Incorrect Battery Wiring
Dear RV Doctor:
My husband had to leave our RV in the woods because the starter, dash, and motor are dead. Here’s what happened. After recharging the battery, because it was low, he put it back in the motorhome, started the coach, and the battery began to boil. He pulled off the cables and the ground cable hit the body of the RV, producing a spark. This caused the battery to catch on fire. He immediately pulled the battery out and was able to get a new battery. Since installing the new battery, nothing in the front part of the motorhome works. The starter doesn’t even click, the dash lights are out, and the chassis switch to the coach doesn’t work. He is at a loss about what to do. He doesn’t know if a relay was damaged or if the entire electrical system was affected. The rest of the coach’s electrical components, such as the refrigerator, lights, water pump, etc., work fine. Help!
Pat Hill
I do believe it’s possible that your husband installed the charged battery with reversed polarity — hot to ground, ground to hot. When the engine started, that miswired battery was likely put into a parallel charging circuit with the RV battery. The RV battery bank was wired correctly, since all the house circuits were working. Hopefully, he just blew the fuses or tripped the breakers for the chassis electrical, but to be sure, I’d recommend that an RV electrician test all of the components. If you’re lucky, the blown fuses and tripped circuit breakers will be evident, and simply replacing or resetting them may allow you to start the coach and get it out of the woods. The worst case is that some relays may be damaged and it might not be possible to start the engine. But it would take someone with some electrical expertise, along with a voltmeter and ohmmeter, to properly diagnose it. Start by checking all the automotive fuses and circuit breakers.
Incorrect Growth
Dear RV Doctor:
We have a motorhome with a fiberglass exterior that we had in for service for the SealTech inspection you mentioned in the “Pinpointing Water Entry” letter in the June 2013 “House Calls” column. I highly recommend this, since we lost two units to water damage. The outside fiberglass is covered with black, and the window and door gaskets have black spots. The dealer said it is mold and that it could penetrate through the fiberglass and into the interior. Does this really need to be cleaned or is it a cosmetic issue? Should we just clean it with soap and water and hope for the best? Does it need to be waxed after cleaning? We use the RV a lot and are not particularly concerned about dirt. I know that the gaskets will never be pure white, but how bad is this mold problem?
Jim Glass
Plant City, Florida
Mold forming on fiberglass is relatively rare, but, by all means, not the end of the world. Without seeing some good photos, I’ll only offer the following that will be sure to help, regardless of how severe your exterior surface might be. Start by completely washing the coach, then use Protect All’s Fiberglass Oxidation Remover and Color Restorer. It contains an abrasive that will effectively remove a thin layer of the gel coat on the fiberglass along with any mold that has grown in the oxidation and dirt. It WILL be necessary to apply a wax and buff the surface after using the Protect All product. Work in small sections and follow the instructions explicitly, and you should be just fine. If the siding of your motorhome is made of Filon, follow cleaning instructions provided by the manufacturer.

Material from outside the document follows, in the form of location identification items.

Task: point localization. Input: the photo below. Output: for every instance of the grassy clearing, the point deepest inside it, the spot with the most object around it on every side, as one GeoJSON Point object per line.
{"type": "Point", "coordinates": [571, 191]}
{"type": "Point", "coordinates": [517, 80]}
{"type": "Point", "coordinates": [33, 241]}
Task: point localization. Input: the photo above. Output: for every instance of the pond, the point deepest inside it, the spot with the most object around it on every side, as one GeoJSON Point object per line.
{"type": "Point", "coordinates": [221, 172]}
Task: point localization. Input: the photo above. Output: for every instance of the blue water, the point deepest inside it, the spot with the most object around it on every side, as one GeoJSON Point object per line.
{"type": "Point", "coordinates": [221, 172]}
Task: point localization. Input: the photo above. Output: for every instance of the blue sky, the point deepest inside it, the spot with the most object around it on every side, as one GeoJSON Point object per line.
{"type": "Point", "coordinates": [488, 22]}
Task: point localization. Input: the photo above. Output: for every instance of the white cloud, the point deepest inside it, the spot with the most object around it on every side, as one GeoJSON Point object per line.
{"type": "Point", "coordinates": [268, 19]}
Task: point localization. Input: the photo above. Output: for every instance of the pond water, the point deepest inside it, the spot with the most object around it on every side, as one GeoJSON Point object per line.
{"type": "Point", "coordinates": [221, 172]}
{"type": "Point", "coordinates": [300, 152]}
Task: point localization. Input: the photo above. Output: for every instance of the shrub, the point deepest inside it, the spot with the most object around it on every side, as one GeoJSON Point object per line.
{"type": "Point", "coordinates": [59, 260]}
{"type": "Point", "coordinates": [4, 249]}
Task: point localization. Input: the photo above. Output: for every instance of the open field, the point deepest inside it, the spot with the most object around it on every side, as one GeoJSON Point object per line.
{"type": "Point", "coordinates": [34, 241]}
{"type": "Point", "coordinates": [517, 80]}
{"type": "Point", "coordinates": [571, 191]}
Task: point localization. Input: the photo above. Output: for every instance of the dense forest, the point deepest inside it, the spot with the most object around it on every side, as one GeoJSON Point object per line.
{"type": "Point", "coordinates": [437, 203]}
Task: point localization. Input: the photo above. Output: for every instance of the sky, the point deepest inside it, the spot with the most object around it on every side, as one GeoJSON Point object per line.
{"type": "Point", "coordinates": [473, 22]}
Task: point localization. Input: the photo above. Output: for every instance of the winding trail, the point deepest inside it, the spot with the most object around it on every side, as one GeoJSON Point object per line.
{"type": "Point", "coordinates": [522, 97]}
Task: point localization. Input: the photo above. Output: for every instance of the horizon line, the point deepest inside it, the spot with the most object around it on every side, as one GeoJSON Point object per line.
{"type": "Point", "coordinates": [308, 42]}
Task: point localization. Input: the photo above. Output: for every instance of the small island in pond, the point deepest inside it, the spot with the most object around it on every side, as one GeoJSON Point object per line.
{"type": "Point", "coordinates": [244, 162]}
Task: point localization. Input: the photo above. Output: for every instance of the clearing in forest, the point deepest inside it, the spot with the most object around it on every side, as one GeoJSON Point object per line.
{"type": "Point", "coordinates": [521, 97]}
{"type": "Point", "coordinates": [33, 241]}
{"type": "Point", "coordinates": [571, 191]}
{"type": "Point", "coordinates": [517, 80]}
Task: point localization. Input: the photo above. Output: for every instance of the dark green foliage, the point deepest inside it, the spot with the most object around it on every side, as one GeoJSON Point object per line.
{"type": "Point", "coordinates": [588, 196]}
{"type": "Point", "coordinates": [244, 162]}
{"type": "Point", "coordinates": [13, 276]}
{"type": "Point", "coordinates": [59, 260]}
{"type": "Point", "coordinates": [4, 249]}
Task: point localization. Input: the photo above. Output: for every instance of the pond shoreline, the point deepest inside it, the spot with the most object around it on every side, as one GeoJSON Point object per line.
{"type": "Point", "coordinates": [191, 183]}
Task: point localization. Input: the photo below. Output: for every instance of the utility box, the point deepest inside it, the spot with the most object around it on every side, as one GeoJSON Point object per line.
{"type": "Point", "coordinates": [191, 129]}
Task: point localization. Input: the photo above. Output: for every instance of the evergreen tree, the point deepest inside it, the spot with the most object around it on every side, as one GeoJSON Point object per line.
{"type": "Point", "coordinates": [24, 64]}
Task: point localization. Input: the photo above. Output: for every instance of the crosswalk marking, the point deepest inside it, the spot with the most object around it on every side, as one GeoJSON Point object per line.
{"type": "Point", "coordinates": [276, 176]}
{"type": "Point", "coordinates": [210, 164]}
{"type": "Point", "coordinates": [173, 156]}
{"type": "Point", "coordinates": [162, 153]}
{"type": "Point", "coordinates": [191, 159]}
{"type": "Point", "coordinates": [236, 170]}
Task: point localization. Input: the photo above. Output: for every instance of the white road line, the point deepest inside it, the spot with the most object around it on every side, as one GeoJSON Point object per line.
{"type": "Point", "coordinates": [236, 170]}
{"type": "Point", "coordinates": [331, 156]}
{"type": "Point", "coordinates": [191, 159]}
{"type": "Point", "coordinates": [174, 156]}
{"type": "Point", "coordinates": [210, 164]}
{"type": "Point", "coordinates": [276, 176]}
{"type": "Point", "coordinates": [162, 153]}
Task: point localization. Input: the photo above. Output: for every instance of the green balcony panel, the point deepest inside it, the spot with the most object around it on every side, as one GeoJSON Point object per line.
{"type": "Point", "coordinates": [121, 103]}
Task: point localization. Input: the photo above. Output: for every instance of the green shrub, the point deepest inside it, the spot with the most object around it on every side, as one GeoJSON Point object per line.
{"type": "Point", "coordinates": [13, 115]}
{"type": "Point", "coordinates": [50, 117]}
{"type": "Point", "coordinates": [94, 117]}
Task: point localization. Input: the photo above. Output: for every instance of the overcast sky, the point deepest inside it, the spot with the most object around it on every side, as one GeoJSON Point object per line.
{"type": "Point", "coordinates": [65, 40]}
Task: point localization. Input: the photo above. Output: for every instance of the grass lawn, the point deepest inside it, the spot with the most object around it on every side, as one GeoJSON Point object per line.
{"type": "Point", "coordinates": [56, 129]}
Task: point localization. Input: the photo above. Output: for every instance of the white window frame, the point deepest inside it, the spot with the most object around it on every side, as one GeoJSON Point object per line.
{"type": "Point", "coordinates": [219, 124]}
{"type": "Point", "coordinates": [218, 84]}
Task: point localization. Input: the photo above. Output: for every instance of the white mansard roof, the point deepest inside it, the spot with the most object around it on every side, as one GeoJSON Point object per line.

To remove mold from the window and door trim, grab some rubber gloves, a sponge, and some household bleach. Working outdoors or in a well-ventilated area, pour enough full-strength bleach onto the sponge just to dampen it, not so it’s dripping, and wipe the affected trim. Wait 10 to 15 minutes and rinse with cold water. This procedure may have to be repeated several times. After the cleaned areas have dried, treat the trim areas with clear silicone spray or a vinyl/rubber protection spray.